A great example of what St. Thomas means can be found in a TED talk that my brother Jim suggested I watch. In “What Explains the Rise of Humans?”, Professor Yuval Noah Harari argues that the homo sapiens dominance of the earth is best explained by the human imagination’s ability to construct certain “stories” about “fictional entities” that provide the means by which we can, in large numbers, cooperate with one another. Among these fictional entities are God, human rights, and the value of paper money.

Although Professor Harari is an engaging speaker and his talk rhetorically attractive, the philosophical credentials of his theory left me with more questions than the theory has the resources to answer.

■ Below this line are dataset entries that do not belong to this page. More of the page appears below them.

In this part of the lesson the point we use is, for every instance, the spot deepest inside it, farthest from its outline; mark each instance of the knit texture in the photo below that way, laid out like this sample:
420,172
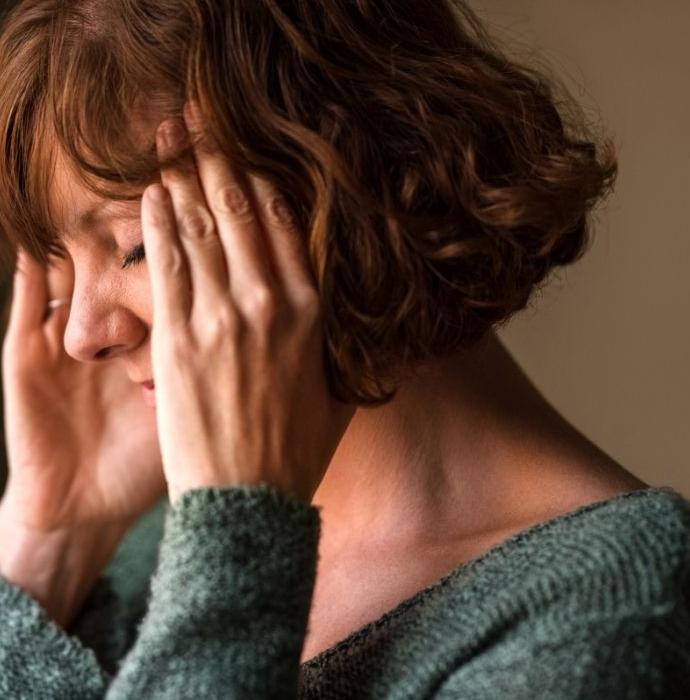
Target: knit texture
594,603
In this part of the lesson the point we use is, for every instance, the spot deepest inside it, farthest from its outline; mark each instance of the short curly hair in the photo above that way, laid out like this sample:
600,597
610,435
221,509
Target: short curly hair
436,181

Let’s begin by asking this question: How does Professor Harari know that these “stories” about the divine, natural rights, and a nation’s currency are “fictions”? He does not say. All he does is assume that the correct account of reality is materialism, the belief that the only things that are “real” are those physical things that are subject to quantifiable measure.

As he says about the nature of human rights:

“Human rights, just like God and heaven, are just a story that we’ve invented. They are not an objective reality; they are not some biological effect about Homo sapiens. Take a human being, cut him open, look inside, you will find the heart, the kidneys, neurons, hormones, DNA, but you won’t find any rights. The only place you find rights are in the stories that we have invented and spread around over the last few centuries. They may be very positive stories, very good stories, but they’re still just fictional stories that we’ve invented.”

So it turns out that because human rights (not to mention, God) cannot be detected by the instruments and methods of the natural sciences, they are not part of “objective reality.” But like the country singer Johnny Lee, who once sang of his vain search for love in “single bars” and with “good time lovers,” Professor Harari is looking for rights in all the wrong places. He is, as the philosopher Edward Feser puts it, like “the drunk who insists on looking for his lost car keys under the lamp post, on the grounds that that is the only place where there is enough light by which to see them.